Finance

Interest rate relief coming for South Africa

South Africa is expected to lower interest rates, after the formal adoption of a 3% inflation target and the government’s display of fiscal discipline provided policymakers with room for easing.

Economists polled by Bloomberg see Governor Lesetja Kganyago’s monetary policy committee reducing the benchmark rate by 25 basis points to 6.75% at their meeting on Thursday.

Traders are betting on the same outcome, with forward rate agreements used to speculate on borrowing costs pricing an 84% chance of such a cut.

The decision of the South African Reserve Bank’s six-member panel shortly after 3 p.m. in Pretoria was expected to be unanimous, according to a separate Bloomberg survey.

A cut just a few weeks before the holiday season will cheer consumers and potentially provide more support to an economy that has delivered only tepid growth for the past decade.

The meeting follows Finance Minister Enoch Godongwana’s endorsement last week of a 3% inflation target, lending political backing to the central bank’s July move to anchor price growth at that level.

It previously aimed for the midpoint of a 3%-to-6% range that had been unchanged since 2000.

Godongwana’s declaration formed a key part of his mid-term budget, which showed stronger-than-expected revenue growth and restrained spending — prompting S&P Global Ratings to upgrade South Africa’s credit rating for the first time in two decades.

“National Treasury’s endorsement does generate stronger conviction around a path towards a lower inflation expectations,” said Keabetswe Mojapelo, economist at Rand Merchant Bank, who expects a 25 basis point decrease.

The adoption is also likely to result in the central bank lowering its inflation forecast, which will be updated on Thursday, largely on easing food prices.

“The trajectory that food prices is moving towards is less inflationary, the evidence is now in our faces that food prices are going down stronger,” Mojapelo said.

Data on Wednesday showed South Africa’s annual inflation accelerated at a slower-than-expected pace of 3.6%, compared with the median estimate of 3.7%, after food prices cooled.

The budget and ratings upgrade have stoked further gains in South Africa’s assets.
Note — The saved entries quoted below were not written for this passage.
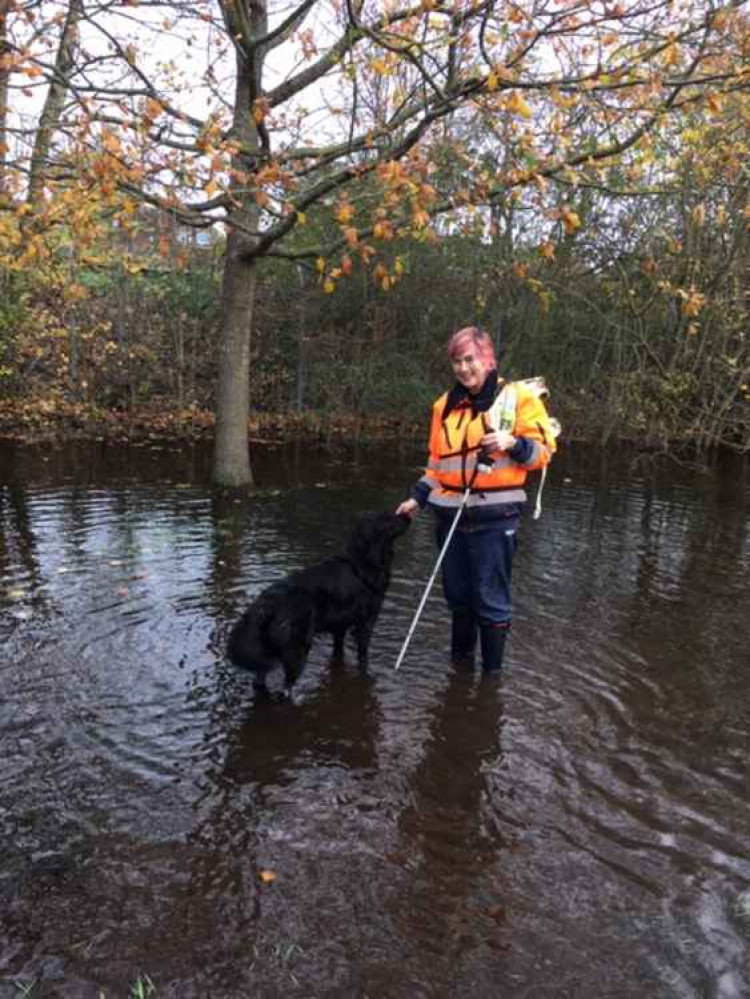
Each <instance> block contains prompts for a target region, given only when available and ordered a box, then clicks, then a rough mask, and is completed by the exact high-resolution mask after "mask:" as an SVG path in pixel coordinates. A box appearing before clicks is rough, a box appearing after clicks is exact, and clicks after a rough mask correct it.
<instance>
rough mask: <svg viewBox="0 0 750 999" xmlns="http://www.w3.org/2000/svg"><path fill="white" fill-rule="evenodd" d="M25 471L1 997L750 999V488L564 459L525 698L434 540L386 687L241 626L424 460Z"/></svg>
mask: <svg viewBox="0 0 750 999" xmlns="http://www.w3.org/2000/svg"><path fill="white" fill-rule="evenodd" d="M255 457H256V472H257V477H258V484H259V487H260V489H259V492H258V493H257V494H255V495H254V496H253V497H251V498H250V499H249V500H248V501H247V502H246V503H243V502H235V501H234V500H231V499H229V500H227V499H222V497H220V496H216V495H214V494H212V492H211V490H210V488H209V485H208V476H209V471H210V454H209V451H208V449H207V448H205V447H202V446H197V447H191V446H188V445H180V444H168V445H162V444H154V445H151V446H145V447H140V448H122V447H119V448H118V447H112V446H108V445H106V444H104V443H99V444H96V443H95V444H91V445H87V446H75V447H60V448H47V447H43V446H39V447H23V446H3V447H0V483H1V484H0V644H1V647H2V652H0V739H1V741H2V745H3V753H2V756H1V757H0V849H1V851H2V857H3V861H2V866H1V867H0V996H3V997H5V996H6V995H7V996H11V995H13V996H17V995H18V987H19V986H20V985H24V986H25V985H33V991H32V992H31V994H32V995H41V996H89V995H90V996H92V997H93V996H97V995H98V993H99V991H100V990H101V991H103V992H104V993H105V994H106V995H107V996H126V995H128V992H129V987H130V984H131V983H132V982H133V981H134V980H135V978H136V976H137V975H138V974H141V973H147V974H148V975H149V976H150V978H151V979H152V980H153V982H154V984H155V986H156V988H157V994H158V995H160V996H181V997H186V996H196V997H203V996H218V997H235V996H236V997H240V996H247V995H254V996H269V997H270V996H278V995H282V994H283V995H287V994H299V995H305V996H342V997H349V996H378V997H381V996H384V997H399V999H400V997H411V996H451V997H454V996H459V997H463V996H466V997H469V996H472V997H495V996H498V995H502V996H509V997H516V996H517V997H521V996H532V995H533V996H586V995H606V996H610V997H623V999H626V997H628V999H629V997H632V996H633V995H639V994H643V995H648V996H665V997H667V996H686V997H687V996H690V997H692V996H698V995H706V996H716V997H721V999H729V997H735V996H737V997H743V996H748V995H750V982H749V979H748V953H749V946H750V944H749V941H750V860H749V859H748V829H750V795H749V794H748V790H749V784H748V780H749V774H748V744H749V742H750V739H749V736H750V675H749V674H748V661H749V657H748V654H747V647H748V638H749V637H750V636H748V623H747V622H748V620H750V573H748V568H749V567H750V543H749V542H748V525H749V522H750V507H749V503H748V481H747V468H746V465H745V464H744V463H743V462H742V461H741V460H740V459H734V460H731V461H729V462H728V463H727V464H725V465H723V466H721V467H717V468H715V469H713V470H711V471H709V472H699V471H698V470H696V469H691V468H681V467H680V466H677V465H675V464H673V463H671V462H666V461H663V460H651V459H645V458H644V457H638V456H637V455H632V454H628V453H620V454H617V455H614V456H613V455H612V454H611V453H610V454H609V455H607V454H597V455H592V453H591V451H590V450H586V451H584V450H579V451H576V450H575V449H569V450H568V451H567V452H566V453H564V454H563V455H561V457H560V460H559V461H558V462H557V463H556V466H555V468H554V471H553V473H552V474H551V476H550V479H549V481H548V484H547V486H546V491H545V513H544V515H543V517H542V519H541V521H539V522H538V523H533V522H531V521H527V522H526V523H525V525H524V530H523V537H522V542H521V548H520V550H519V555H518V559H517V563H516V568H515V573H516V575H515V586H516V603H517V606H516V623H515V630H514V634H513V637H512V644H511V645H510V647H509V662H508V668H507V670H506V673H505V675H504V676H503V678H502V681H501V683H500V684H499V685H496V684H492V683H489V684H488V683H487V682H486V680H484V679H483V678H482V677H481V676H466V675H459V674H455V673H454V672H453V671H452V669H451V668H450V667H449V665H448V662H447V654H446V653H447V643H448V623H447V617H446V614H445V611H444V608H443V605H442V601H441V598H440V595H439V593H437V592H436V593H435V595H434V596H433V597H432V598H431V599H430V600H429V601H428V604H427V608H426V612H425V616H424V619H423V621H422V622H421V624H420V627H419V630H418V633H417V640H416V641H415V642H414V644H413V646H412V647H411V649H410V651H409V654H408V656H407V660H406V662H405V663H404V666H403V667H402V670H401V671H400V672H399V673H397V674H394V672H393V669H392V666H393V663H394V662H395V659H396V656H397V654H398V650H399V648H400V645H401V642H402V641H403V637H404V635H405V634H406V631H407V629H408V625H409V622H410V619H411V615H412V613H413V611H414V608H415V607H416V604H417V602H418V599H419V594H420V586H421V584H422V583H423V582H424V581H425V580H426V578H427V577H428V575H429V572H430V570H431V566H432V561H433V558H434V549H433V543H432V532H431V525H430V523H429V520H428V518H427V517H426V516H425V517H422V518H420V519H419V520H418V521H417V523H416V524H415V527H414V529H413V530H412V531H411V532H410V533H409V534H408V535H407V536H406V537H405V538H404V539H403V543H402V544H401V546H400V548H399V551H398V556H397V562H396V567H395V572H394V579H393V583H392V586H391V590H390V592H389V594H388V597H387V599H386V602H385V605H384V609H383V613H382V615H381V618H380V621H379V624H378V627H377V630H376V634H375V638H374V641H373V646H372V667H371V673H370V676H369V677H363V676H361V675H360V674H359V673H358V672H357V670H356V667H355V666H354V665H353V662H352V661H351V658H352V657H351V656H350V662H349V663H348V665H347V666H346V667H345V668H344V669H340V670H331V669H330V668H329V667H328V664H327V653H328V648H329V647H328V644H327V643H326V641H325V640H321V641H318V642H317V643H316V645H315V647H314V649H313V653H312V655H311V659H310V663H309V666H308V669H307V671H306V672H305V674H304V676H303V678H302V681H301V683H300V690H299V697H298V702H297V703H296V704H295V705H291V706H273V705H258V704H255V703H254V699H253V693H252V689H251V684H250V683H249V681H248V678H247V677H246V676H243V675H239V674H237V673H236V672H235V671H234V670H233V669H232V668H231V667H230V666H228V664H227V663H226V662H225V661H224V659H223V655H222V646H223V639H224V635H225V634H226V629H227V626H228V624H229V623H230V622H231V621H232V620H233V619H234V617H235V616H236V615H237V614H238V613H239V611H240V610H241V609H242V607H243V606H244V604H245V601H246V600H247V599H248V598H249V597H251V596H252V595H253V594H254V593H255V592H257V591H258V590H259V589H260V588H262V587H263V586H264V585H266V584H267V583H269V582H271V581H272V580H273V579H276V578H279V576H281V575H283V574H284V573H286V572H288V571H290V570H291V569H294V568H297V567H298V566H301V565H304V564H306V563H308V562H309V561H311V560H313V559H316V558H318V557H320V556H321V555H324V554H327V553H328V552H330V551H332V550H334V549H335V548H337V547H338V546H339V545H340V543H341V538H342V532H343V531H344V530H345V527H346V525H347V523H348V522H349V520H350V519H351V517H352V516H353V514H354V513H355V512H357V511H359V510H361V509H378V508H389V507H392V506H394V505H395V504H396V502H397V501H398V500H399V499H400V498H401V497H402V496H403V495H404V494H405V490H406V488H407V486H408V484H409V482H410V481H411V479H412V477H413V476H414V475H415V474H417V467H418V465H419V462H420V461H421V452H420V449H419V448H417V449H416V450H413V449H412V448H411V447H410V446H407V445H404V446H403V447H402V448H401V449H397V448H386V449H380V448H377V447H365V446H362V447H360V448H359V449H352V448H349V449H347V450H346V451H344V452H342V453H340V455H339V457H338V458H337V459H334V458H332V456H331V455H330V454H324V453H318V452H313V451H311V450H310V449H309V448H306V447H298V448H296V449H295V448H290V447H284V448H278V449H273V450H269V449H264V450H263V451H259V452H258V453H257V454H256V456H255Z"/></svg>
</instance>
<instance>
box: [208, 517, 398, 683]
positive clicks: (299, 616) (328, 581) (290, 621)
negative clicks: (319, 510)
mask: <svg viewBox="0 0 750 999" xmlns="http://www.w3.org/2000/svg"><path fill="white" fill-rule="evenodd" d="M410 523H411V521H410V519H409V517H408V516H401V517H397V516H396V515H395V514H392V513H377V514H364V515H362V516H361V517H359V519H358V520H357V522H356V524H355V527H354V531H353V532H352V536H351V538H350V539H349V543H348V545H347V547H346V551H345V552H344V554H343V555H333V556H331V557H330V558H327V559H324V560H323V561H322V562H318V564H317V565H313V566H311V567H310V568H309V569H303V570H302V571H301V572H296V573H294V574H293V575H291V576H287V577H286V579H282V580H280V581H279V582H278V583H273V584H272V585H271V586H269V587H268V589H266V590H263V592H262V593H261V594H260V595H259V596H258V597H257V598H256V599H255V600H254V601H253V603H252V604H251V605H250V606H249V607H248V609H247V610H246V611H245V613H244V614H243V615H242V617H241V618H240V619H239V621H237V623H236V624H235V625H234V626H233V628H232V630H231V632H230V635H229V641H228V644H227V655H228V656H229V658H230V660H231V661H232V662H233V663H234V665H235V666H241V667H244V668H245V669H249V670H252V671H253V672H254V673H255V674H256V679H255V687H256V688H257V689H259V690H265V685H266V674H267V673H268V672H269V671H270V670H271V669H273V667H274V666H275V665H276V663H277V662H280V663H281V665H282V666H283V667H284V677H285V681H286V688H287V692H291V689H292V687H293V685H294V683H295V681H296V680H297V678H298V677H299V675H300V673H301V672H302V669H303V667H304V665H305V660H306V659H307V655H308V653H309V651H310V646H311V645H312V640H313V635H316V634H320V633H321V632H327V633H329V634H331V635H333V659H334V660H339V661H340V660H341V659H342V658H343V655H344V637H345V635H346V632H347V631H349V630H350V629H351V631H352V633H353V635H354V638H355V641H356V643H357V660H358V663H359V665H360V667H361V668H363V669H364V668H366V667H367V654H368V649H369V645H370V638H371V637H372V632H373V629H374V627H375V622H376V621H377V618H378V614H379V613H380V607H381V605H382V603H383V598H384V596H385V592H386V590H387V589H388V584H389V582H390V579H391V564H392V562H393V544H394V541H395V540H396V538H397V537H399V536H400V535H401V534H403V533H404V532H405V531H406V530H407V528H408V527H409V524H410Z"/></svg>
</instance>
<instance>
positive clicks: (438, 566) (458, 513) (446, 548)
mask: <svg viewBox="0 0 750 999" xmlns="http://www.w3.org/2000/svg"><path fill="white" fill-rule="evenodd" d="M470 492H471V486H469V487H468V489H466V490H465V491H464V494H463V496H462V497H461V503H460V505H459V507H458V510H456V516H455V517H454V518H453V523H452V524H451V529H450V530H449V531H448V537H447V538H446V539H445V542H444V544H443V547H442V548H441V549H440V554H439V555H438V560H437V562H436V563H435V568H434V569H433V570H432V575H431V576H430V580H429V582H428V583H427V588H426V589H425V591H424V594H423V595H422V599H421V601H420V603H419V607H417V613H416V614H415V615H414V618H413V620H412V622H411V627H410V628H409V633H408V635H407V636H406V641H405V642H404V644H403V645H402V646H401V652H400V653H399V657H398V659H397V660H396V665H395V666H394V667H393V668H394V669H398V668H399V666H400V665H401V663H402V661H403V658H404V656H405V655H406V650H407V649H408V648H409V642H410V641H411V636H412V635H413V634H414V629H415V628H416V627H417V621H419V617H420V615H421V613H422V611H423V609H424V605H425V604H426V603H427V597H429V595H430V590H431V589H432V584H433V583H434V582H435V577H436V576H437V574H438V570H439V568H440V566H441V565H442V562H443V557H444V555H445V553H446V551H447V550H448V545H449V544H450V543H451V538H452V537H453V533H454V531H455V530H456V527H457V526H458V520H459V518H460V516H461V514H462V513H463V509H464V506H465V505H466V500H467V499H468V498H469V493H470Z"/></svg>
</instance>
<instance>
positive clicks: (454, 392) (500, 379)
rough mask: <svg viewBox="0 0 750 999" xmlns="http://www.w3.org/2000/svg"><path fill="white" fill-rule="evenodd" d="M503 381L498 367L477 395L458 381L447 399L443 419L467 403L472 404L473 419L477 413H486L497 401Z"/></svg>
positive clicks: (453, 386) (490, 371)
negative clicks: (466, 388)
mask: <svg viewBox="0 0 750 999" xmlns="http://www.w3.org/2000/svg"><path fill="white" fill-rule="evenodd" d="M502 383H503V380H502V379H501V378H500V379H499V378H498V377H497V369H495V368H493V370H492V371H490V372H489V373H488V374H487V377H486V378H485V380H484V385H482V387H481V389H480V390H479V391H478V392H477V394H476V395H472V394H471V392H469V390H468V389H466V388H464V386H463V385H462V384H461V382H456V383H455V385H454V386H453V388H452V389H451V390H450V392H449V393H448V397H447V399H446V400H445V406H444V407H443V421H445V420H447V419H448V416H449V415H450V413H452V412H453V410H454V409H458V408H459V407H461V406H465V405H469V406H471V418H472V420H473V419H474V418H475V417H476V415H477V413H486V412H487V410H488V409H489V408H490V406H491V405H492V403H493V402H494V401H495V397H496V396H497V391H498V388H499V387H501V386H502Z"/></svg>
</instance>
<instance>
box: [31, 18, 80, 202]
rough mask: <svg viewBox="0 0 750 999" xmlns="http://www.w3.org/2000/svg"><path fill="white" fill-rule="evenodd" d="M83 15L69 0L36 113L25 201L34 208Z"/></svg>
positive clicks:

The rand has advanced more than 9% against the dollar this year and the yield on the benchmark 10-year bond has declined around 165 basis points to 8.67%.

The improvement in public finances also lessens the risk of fiscal dominance — when monetary policy is constrained by loose government spending, said Koketso Mano, an economist at First National Bank, who expects the central bank to hold rates, with a slim chance of a 25-basis-point cut.

“The backing of the 3% with a one percentage point tolerance really speaks to Treasury also willing to manage their own price mechanisms in line with this new target,” Mano said.

“When you also consider the S&P upgrade, I think all of those really just speak to maybe policy not having to be as restrictive.”